Après un intérim assuré par l'aumônier Marc MICHOTTE et le Pasteur auxiliaire Daniel BERDITCHEVSKY, le signataire de ces lignes se vit confier la direction de l'Eglise ; mais deux ans et demi plus tard, il se voyait appelé à se consacrer entièrement à l'enseignement et à la recherche historique.

 

Avant de clôturer ce rapide survol de l'histoire de l'Eglise de Liège, je glane quelques noms qui figurent dans le registre des services funèbres : Georges FRERE-ORBAN, Conseiller à la Cour d'Appel (1900), Prosper DRION, Directeur de l'Académie (1906), Victor CHAUVIN, Professeur à l'Université de Liège (1913), Charles Sou-BRE, Architecte (1915), Paul PELTZER, Conseiller provincial (1920), Léo GERARD, ancien Bourgmestre (1922), Eugène comte GOBLET d'ALVlELA, Professeur à l'Université de Bruxelles (1925), Emile TRASENSTER, Professeur à l'Université de Liège (1927), Victor RADOUX, auteur wallon (1930), Ivan CHARLIER, ancien Consul Général (1933), Dr Simon FREDERICQ (1934), Arthur de SENARCLENS, Professeur à l'Université de Liège (1935), Paul GREINER, Ingénieur (1937), Ernest MAHAIM, Professeur à l'Université de Liège et Président du B.I.T. (1938), Simon RADOUX, auteur wallon (1939), Willy COUTURIER, Sous-lieutenant aviateur tombé au champ d'honneur (1940), Violette BOST, décédée en déportation à Ravensbriick (1945), Le Pr André DETRAUX (1962) et le Dr René LEDENT (1964).

 

Source :

E.M. Braekman, Histoire de l'Eglise protestante de Liège,

Ed.
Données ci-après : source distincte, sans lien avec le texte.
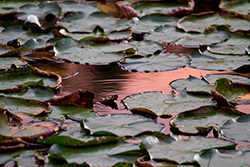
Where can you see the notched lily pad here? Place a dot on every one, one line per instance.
(16, 79)
(121, 125)
(24, 106)
(155, 63)
(182, 150)
(226, 92)
(102, 155)
(203, 21)
(220, 157)
(237, 129)
(200, 120)
(166, 104)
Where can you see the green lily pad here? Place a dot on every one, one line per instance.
(149, 22)
(8, 61)
(217, 62)
(204, 85)
(183, 150)
(38, 92)
(15, 79)
(73, 137)
(215, 157)
(121, 125)
(202, 21)
(102, 155)
(226, 90)
(172, 34)
(102, 54)
(25, 106)
(236, 45)
(20, 158)
(237, 130)
(192, 85)
(97, 19)
(155, 63)
(145, 7)
(202, 118)
(166, 104)
(239, 6)
(60, 112)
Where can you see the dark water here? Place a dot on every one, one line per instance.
(107, 80)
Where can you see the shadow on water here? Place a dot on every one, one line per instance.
(107, 80)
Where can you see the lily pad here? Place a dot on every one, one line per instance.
(121, 125)
(155, 63)
(172, 34)
(102, 54)
(73, 137)
(183, 150)
(218, 157)
(239, 6)
(14, 79)
(25, 106)
(149, 22)
(217, 62)
(202, 21)
(237, 129)
(102, 155)
(205, 84)
(236, 45)
(8, 61)
(202, 118)
(166, 104)
(147, 7)
(225, 91)
(59, 113)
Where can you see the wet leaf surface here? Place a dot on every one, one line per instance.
(166, 104)
(201, 119)
(126, 51)
(237, 129)
(183, 150)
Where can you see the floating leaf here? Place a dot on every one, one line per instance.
(23, 77)
(236, 45)
(25, 106)
(217, 62)
(225, 91)
(183, 150)
(205, 84)
(237, 130)
(155, 63)
(121, 125)
(117, 10)
(203, 21)
(73, 137)
(220, 157)
(150, 22)
(77, 98)
(102, 54)
(202, 118)
(166, 104)
(102, 155)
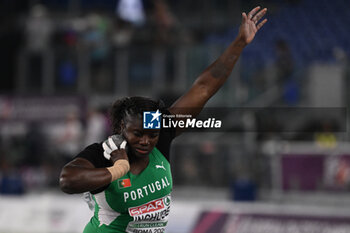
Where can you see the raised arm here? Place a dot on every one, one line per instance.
(213, 77)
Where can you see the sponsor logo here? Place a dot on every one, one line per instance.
(124, 183)
(151, 120)
(147, 208)
(161, 166)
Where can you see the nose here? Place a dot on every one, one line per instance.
(145, 140)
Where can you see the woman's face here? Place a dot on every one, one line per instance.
(140, 141)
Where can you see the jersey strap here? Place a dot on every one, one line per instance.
(106, 214)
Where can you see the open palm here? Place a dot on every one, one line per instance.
(250, 24)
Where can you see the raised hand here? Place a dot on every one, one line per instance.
(250, 24)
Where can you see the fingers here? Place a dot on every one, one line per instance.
(106, 148)
(122, 146)
(107, 155)
(261, 24)
(253, 12)
(244, 17)
(259, 15)
(112, 144)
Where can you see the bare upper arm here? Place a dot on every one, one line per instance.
(80, 162)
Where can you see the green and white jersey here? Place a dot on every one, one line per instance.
(134, 203)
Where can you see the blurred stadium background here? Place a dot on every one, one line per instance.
(63, 63)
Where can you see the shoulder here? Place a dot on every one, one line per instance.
(94, 153)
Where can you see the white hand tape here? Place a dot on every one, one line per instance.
(106, 155)
(111, 144)
(122, 146)
(106, 148)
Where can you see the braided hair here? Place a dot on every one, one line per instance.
(133, 106)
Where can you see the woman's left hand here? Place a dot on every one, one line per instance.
(250, 24)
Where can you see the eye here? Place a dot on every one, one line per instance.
(137, 133)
ASBL Les Amis de l'Eglise protestante de Liège-Marcellis, 1993.

 

 

De 1967 à nos jours :

 

Vingt-cinq années se sont écoulées depuis que la paroisse commémora, le 16 avril 1967, le 150ème anniversaire de sa naissance. Depuis, cinq pasteurs en ont assuré la conduite spirituelle: les Pasteurs Rodolphe KOUSBROECK (Consulent de 1967 à 1968), Charles LEJEUNE (1968 à 1976), Serge GREK (1976 à 1983), Cédric JUVET (1983 à 1988) et Roger DEWANDELER (de 1989 à 1998), Jacques HOSTETTER (dec. 1999 à sept. 2016) et Judith VAN VOOREN (en poste depuis septembre 2017) aidés dans leur ministère par les pasteurs auxiliaires et à charges spéciales Roger GRAFFART, R. CRASSAERTS, Daniel BERDITCHEVSKY et Freddy VANWEDDINGEN et Cécile BINET.

 

Parmi les événements majeurs qui marquèrent cette période, citons seulement :

 

- La fusion, en 1969, entre l'Eglise Protestante Evangélique (à laquelle appartenait la paroisse) et la Conférence Méthodiste, pour former l'Eglise Protestante de Belgique.

 

- Une seconde fusion eut lieu en 1978 entre l'Eglise Protestante de Belgique, l'Eglise Réformée de Belgique et le Kring België van de Gereformeerde Kerken, pour donner naissance à l'Eglise Protestante Unie de Belgique, de laquelle est membre actuellement la paroisse de Liège-Marcellis.

 

- Enfin, en 1985, onze paroisses de l'agglomération liégeoise, dont celle de Marcellis, organisèrent une exposition sur la Bible qui eut un grand retentissement dans toute la région.